Der nahe, ferne Osten

Sehnsucht nach dem maroden Charme des Alltags Eine Welle von neuen deutschen Filmen spielt in sorgsam verwahrlosten Stadt- und Dorflandschaften Ostdeutschlands

Filme über ostdeutsche Verhältnisse sind anscheinend wieder in Mode. Vorbei die Zeiten, in denen die fiesen westdeutschen Kapitalisten einfielen und sich rege am Ausverkauf des Ostens beteiligten. Ostdeutschland wird als Kulisse neu entdeckt - so ist zumindest der Eindruck, wenn man sich die jüngsten Produktionen einmal näher anschaut.

Die Regisseurin Connie Walther kann allerdings die Frage, wie man als Westdeutsche dazu kommt, einen Film über die DDR zu machen, nicht mehr hören. Sie findet es schlicht ermüdend, wie immer noch zwischen Ost- und West-Regisseuren und einer anscheinend damit verbundenen thematischen Ausrichtung getrennt wird. Nach dem Motto: die Ostler beschäftigen sich mit ihrer Vergangenheitsaufarbeitung und die Westler bleiben gefälligst bei ihren Themen vor der eigenen Haustür.

In ihrem Film Feuer und Flamme zeichnet Walther das Erwachsenwerden in den beiden deutschen Staaten der achtziger Jahre nach. Eine verhinderte Ost-West-Liebesbeziehung zwischen einem West-Berliner Mädchen und dem Anführer einer Ost-Berliner Punkgang bilden den Rahmen für eine durchaus liebevoll erzählte und um Authentizität bemühte Geschichte.

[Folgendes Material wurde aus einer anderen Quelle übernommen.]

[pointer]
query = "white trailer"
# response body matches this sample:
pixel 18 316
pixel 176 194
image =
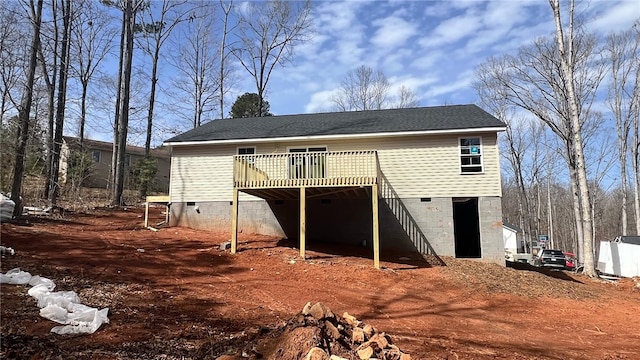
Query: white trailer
pixel 620 257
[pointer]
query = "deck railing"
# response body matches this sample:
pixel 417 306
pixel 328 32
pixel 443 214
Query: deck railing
pixel 321 169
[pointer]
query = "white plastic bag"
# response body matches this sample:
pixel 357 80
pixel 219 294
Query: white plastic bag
pixel 63 307
pixel 16 277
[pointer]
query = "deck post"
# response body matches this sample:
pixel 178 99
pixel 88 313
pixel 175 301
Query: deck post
pixel 146 214
pixel 303 218
pixel 376 235
pixel 234 222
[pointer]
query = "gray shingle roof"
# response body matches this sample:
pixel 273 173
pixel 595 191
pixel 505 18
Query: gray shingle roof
pixel 344 123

Walther gesteht ein, dass es bei der Darstellung ostdeutscher Verhältnisse nicht immer leicht war, den richtigen Ton zu treffen. Allein die sprachlichen Unterschiede zwischen Ost und West stellten sie vor ungeahnte Schwierigkeiten. So holte man sich schließlich einen Co-Autor dazu, der die Punkbewegung selbst miterlebt hatte. Denn die feinen Unterschiede entscheiden letztlich darüber, ob sich der zeitgeschichtliche Hintergrund als glaubwürdige Kulisse in eine jugendliche Liebesgeschichte fügt.

Das gelingt nicht allen, die sich in ihren Filmen auf ostdeutsches Terrain trauen. Vergiss Amerika von Vanessa Jopp ist so ein Beispiel: ein kleines Liebesdrama über zwei Jungen, die sich in das gleiche Mädchen verlieben. Jopps Film könnte überall spielen, wo die Verhältnisse den Protagonisten irgendwann zu eng und zu klein werden. Als Kulisse dient hier die fast nostalgisch geratene ostdeutsche Kleinstadt, wobei man den Eindruck nicht los wird, dass sie nur deshalb gewählt wurde, weil sie einen angeblich unverbrauchten Hintergrund - zumindest für ein westdeutsches Publikum - abgibt. Und auch die Ausstattung verzichtet nicht auf die typischen Zutaten, mit denen eine »authentische« Ostkulisse angerichtet wird: Es fehlen weder die F6-Zigaretten rauchenden Jugendlichen noch der kleine Neonazi-Bruder. Eigentlich hat die Regisseurin Vanessa Jopp alles richtig gemacht - zumindest um einen Film-Preis zu ergattern. Dennoch ist gerade die ehrgeizige Bravour, mit der sie meistert, was heutzutage von Fördergremien, Drehbuchautoren und TV-Redakteuren verlangt wird, nur ein weiterer mustergültiger Aufguss von vermeintlich kommerziellen Kinostrategien. Der Osten bleibt dabei emblematische Kulisse.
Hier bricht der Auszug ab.